Okres jego panowania na tronie krakowskiego metropolity to jednocześnie najbardziej burzliwy czas w naszej najnowszej historii. Sapieha został biskupem krakowskiego Kościoła, gdy trwały jeszcze zabory i niewielu było takich jak on, którzy twardo i odważnie mówili o potrzebie wskrzeszenia naszego państwa. W czasie I wojny światowej Sapieha zaskoczył wszystkich tytaniczną pracą i zdolnościami organizacyjnymi, dzięki którym zbudował system pomocy Kościoła dla tysięcy ofiar działań wojennych. Polacy w Krakowie – dzięki Sapiesze – znajdowali swój azyl i mogli kurować się z obrażeń. Autorytet, który wtedy zbudował sobie hierarcha, trwał przy nim aż do końca jego kościelnej i polskiej posługi. Adam książę Sapieha stał się znany nie tylko z patriotyzmu, lecz także z siły charakteru, arystokratycznych manier oraz posiadania zawsze własnego zdania. Często to właśnie jego punkt widzenia, po wielu latach, okazywał się – dla polskiej wspólnoty – najbardziej korzystny. Budził agresję w środowiskach komunistycznych zdrajców i wszelkiego rodzaju wyrzutków społecznych. Jednak nie zawsze stosunki Sapiehy z kolejnymi rządami w wyzwolonej już Polsce układały się dobrze. Książę twardo pilnował niezależności Kościoła i bezpardonowo krytykował wszelkie machlojki i manipulacje, które szkodziły państwu i narodowi. Nie był zatem ulubieńcem na salonach II Rzeczpospolitej, a jego spory z Piłsudskim bywały często podstawą wielu anegdot obiegających cały kraj. Kiedy jednak Piłsudski zmarł, to właśnie książę Sapieha zdecydował o tym, że Naczelnik zostanie pochowany na Wawelu. Potrafił wznieść się ponad osobiste urazy i dawne zaszłości. Okres niemieckiej okupacji był dla Sapiehy trudnym czasem walki o ocalenie jak największej liczby polskich inteligentów i patriotów. Nigdy nie dał się Niemcom skusić na lukratywne propozycje czynienia koncesji na rzecz Generalnej Guberni. Nigdy też nie zgodził się na emigrację i pozostał jednym z przywódców Polaków w GG. Inwigilowany przez niemiecką tajną policję, nigdy nie złamał się i nie przystał na propozycje okupantów. 

Po wojnie książę Sapieha – znienawidzony przez gestapo – stał się jednym z głównych przeciwników komunistów.
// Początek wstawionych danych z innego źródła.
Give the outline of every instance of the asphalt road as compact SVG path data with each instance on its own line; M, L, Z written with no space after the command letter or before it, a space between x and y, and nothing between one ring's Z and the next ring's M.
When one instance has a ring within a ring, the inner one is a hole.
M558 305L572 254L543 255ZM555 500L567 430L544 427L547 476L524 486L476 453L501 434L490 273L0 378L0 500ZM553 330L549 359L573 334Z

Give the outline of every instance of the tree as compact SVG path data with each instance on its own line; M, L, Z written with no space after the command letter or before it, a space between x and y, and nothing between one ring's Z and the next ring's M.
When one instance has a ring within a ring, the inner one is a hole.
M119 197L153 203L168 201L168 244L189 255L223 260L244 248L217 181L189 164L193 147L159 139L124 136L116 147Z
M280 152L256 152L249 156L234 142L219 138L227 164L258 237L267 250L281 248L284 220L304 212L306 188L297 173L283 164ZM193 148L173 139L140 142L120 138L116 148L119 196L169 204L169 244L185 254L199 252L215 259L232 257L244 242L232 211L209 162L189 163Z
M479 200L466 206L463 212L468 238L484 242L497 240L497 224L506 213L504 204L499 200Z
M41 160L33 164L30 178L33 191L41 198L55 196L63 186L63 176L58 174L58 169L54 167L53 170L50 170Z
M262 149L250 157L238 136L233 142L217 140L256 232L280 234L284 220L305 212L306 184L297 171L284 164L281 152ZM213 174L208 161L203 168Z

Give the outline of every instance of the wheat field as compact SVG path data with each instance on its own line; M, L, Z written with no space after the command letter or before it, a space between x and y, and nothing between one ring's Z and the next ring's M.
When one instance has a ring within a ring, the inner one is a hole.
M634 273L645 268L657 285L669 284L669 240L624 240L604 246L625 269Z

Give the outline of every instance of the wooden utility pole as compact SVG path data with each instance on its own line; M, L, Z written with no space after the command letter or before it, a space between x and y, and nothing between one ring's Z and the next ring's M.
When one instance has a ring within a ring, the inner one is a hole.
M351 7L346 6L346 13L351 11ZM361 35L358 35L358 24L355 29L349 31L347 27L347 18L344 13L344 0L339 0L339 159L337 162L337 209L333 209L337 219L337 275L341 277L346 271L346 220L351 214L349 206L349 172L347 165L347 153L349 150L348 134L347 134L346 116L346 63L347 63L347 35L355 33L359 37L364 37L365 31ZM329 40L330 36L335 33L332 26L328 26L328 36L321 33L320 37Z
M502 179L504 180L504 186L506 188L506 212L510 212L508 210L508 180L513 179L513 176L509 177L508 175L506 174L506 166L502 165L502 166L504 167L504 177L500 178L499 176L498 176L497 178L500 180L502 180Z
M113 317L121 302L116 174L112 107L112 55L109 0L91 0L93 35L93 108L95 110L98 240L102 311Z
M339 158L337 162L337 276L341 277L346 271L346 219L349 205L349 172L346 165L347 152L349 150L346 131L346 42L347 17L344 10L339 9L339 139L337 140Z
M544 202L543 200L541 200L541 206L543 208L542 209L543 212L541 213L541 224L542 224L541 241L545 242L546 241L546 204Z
Nie mieli śmiałości go aresztować i poddać otwartym represjom, więc mnożyli przeciwko niemu prowokacje. Szczuli księży, starali się odebrać sędziwemu kardynałowi wielki autorytet. Przy Sapiesze nawet kardynał Stefan Wyszyński jawił się jako bardziej skłonny do porozumienia z komuną. Komunistyczna nienawiść do Sapiehy przelała się na całe postubeckie pokolenia. Jego śmierć w 1951 roku komuniści przyjęli z nieukrywaną radością – oto bowiem zamilkł człowiek, którego się bali i który był wielkim autorytetem dla wszystkich wierzących nad Wisłą. Po latach okazało się, że Adam Stefan Sapieha miał jeszcze – z punktu widzenia komunistów – jedną wielką przewinę: znalazł i wychował na wielką postać niepozornego kleryka z Wadowic – Karola Wojtyłę. Wojtyła zresztą zawsze podkreślał, że jest wychowankiem „księcia niezłomnego”. Sapieha mimo wszystko cieszył się szacunkiem okupantów, bali się go komuniści i wdzięcznie wspominał go wielki polski papież, który – z okna na Franciszkańskiej 3 – wskazywał na skromny pomnik Sapiehy stojący koło klasztoru Franciszkanów, naprzeciwko krakowskiej kurii. Dopiero dzieci i wnuki dawnych ubeków, potomkowie myślenia Jerzego Urbana odważyli się otwarcie zaatakować pamięć księcia Sapiehy. Za pomocą ubeckiego błota, wykorzystując zeznania degeneratów, usiłują teraz rzucić cień na księcia Sapiehę i tym samym ubłocić także samego Jana Pawła II. Nawet ubecy nie zdecydowali się na wykorzystanie sfałszowanych i przypisanych zdegenerowanym ludziom „zeznań”, zrobili to dopiero autor filmików w TVN oraz chory z nienawiści do polskiego Kościoła, wyraźnie podejrzanej konduity Holender. Autorzy tych paszkwili dobrze wiedzą, że niszcząc pamięć o Sapiesze i Karolu Wojtyle, stworzą sobie znakomite środowisko do pozbycia się własnych podłych życiorysów i pochodzenia. Nad paszkwilantami ciągle unosi się znane pytanie Jaruzelskiego: „Jeśli oni byli bohaterami, to kim byliśmy my?”.